Конечно, возможен и другой вариант. Не будучи искушенным в богословских понятиях, автор использует их не по прямому назначению: не как строгие понятия, а в переносном смысле, как образные выражения или метафоры.
7. Еще раз о Боге
«Европа не нуждается в идеализации. Ее теперешнее преимущество в незаурядной воле к рациональному устройству, к поиску мирного пути, по возможности в обход политических катастроф и ментальных затмений. Бог знает, получится ли, но как минимум в этом смысле Россия… в Европе».
Второе упоминание Бога. Что это – риторическая фигура, своего рода молитвенное воздыхание или же искренняя вера в Божественное Провидение? Бог знает….
Вместо заключения
Анализ имплицитной религиозности Суркова носит в значительной степени предположительный характер. Данных для интерпретации недостаточно для того, чтобы составить полный портрет.

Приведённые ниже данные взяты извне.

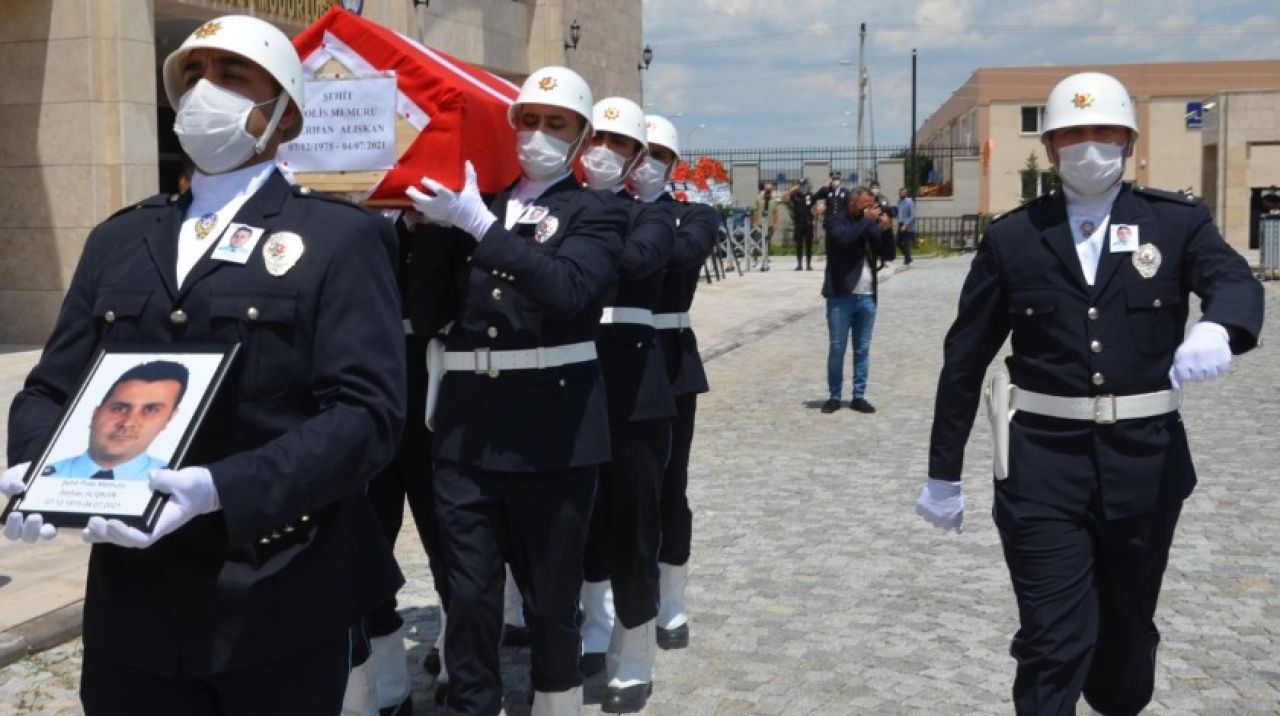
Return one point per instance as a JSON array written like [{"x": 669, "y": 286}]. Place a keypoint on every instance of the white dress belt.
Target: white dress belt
[
  {"x": 668, "y": 322},
  {"x": 1102, "y": 410},
  {"x": 626, "y": 314},
  {"x": 484, "y": 360},
  {"x": 493, "y": 363}
]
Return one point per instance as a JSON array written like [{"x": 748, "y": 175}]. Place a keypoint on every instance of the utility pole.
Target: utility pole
[
  {"x": 913, "y": 179},
  {"x": 862, "y": 100}
]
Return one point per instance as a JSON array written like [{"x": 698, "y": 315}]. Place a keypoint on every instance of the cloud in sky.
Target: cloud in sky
[{"x": 759, "y": 73}]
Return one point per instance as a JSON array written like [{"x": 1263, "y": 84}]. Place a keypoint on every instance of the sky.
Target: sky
[{"x": 760, "y": 73}]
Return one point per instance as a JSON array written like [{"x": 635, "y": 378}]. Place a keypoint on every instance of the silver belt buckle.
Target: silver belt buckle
[
  {"x": 1100, "y": 409},
  {"x": 484, "y": 363}
]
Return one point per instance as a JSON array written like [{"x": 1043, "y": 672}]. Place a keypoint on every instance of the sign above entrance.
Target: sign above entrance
[
  {"x": 348, "y": 126},
  {"x": 295, "y": 10}
]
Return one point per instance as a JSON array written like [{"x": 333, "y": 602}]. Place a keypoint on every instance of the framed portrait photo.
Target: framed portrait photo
[{"x": 136, "y": 410}]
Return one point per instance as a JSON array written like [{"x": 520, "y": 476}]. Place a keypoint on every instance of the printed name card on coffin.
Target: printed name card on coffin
[{"x": 446, "y": 113}]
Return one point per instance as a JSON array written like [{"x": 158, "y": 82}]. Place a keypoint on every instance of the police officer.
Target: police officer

Из текста с очевидностью следует, что Сурков не атеист и не агностик. В то же время христианским его мировоззрение тоже не назовешь. Слабо, но вполне различимо звучат отголоски христианской культуры, к которой он все-таки принадлежит. В то же время в тексте озвучены опасные оккультные идеи.
Статья говорит о том, что у автора идет напряженная внутренняя работа. Какими будут его идеи, когда они получат завершенную форму? Будет ли его подход к богословской и духовно-нравственной проблематике четким и понятным? Будут ли с ним солидарны те, кому «высшая независимая власть народа» будет принадлежать?
Текст Владислава Суркова еще раз доказывает: размышления о будущем России разворачиваются не только в пространстве политической философии. Они неминуемо касаются богословских проблем. Об этом свидетельствует и вся история русской философии, и современные дискуссии. А раз так, то и отказываться от привлечения богословов к этим дискуссиям неверно.
Европа должна послужить нам примером. Последние десятилетия она пряталась от проблем, игнорировала христианские истоки своей цивилизационной модели, не проявляла воли. У России были и есть свои рецепты решения многих – в том числе и мировых – проблем. И здесь действительно не только можно, но и нужно вспомнить о Третьем Риме.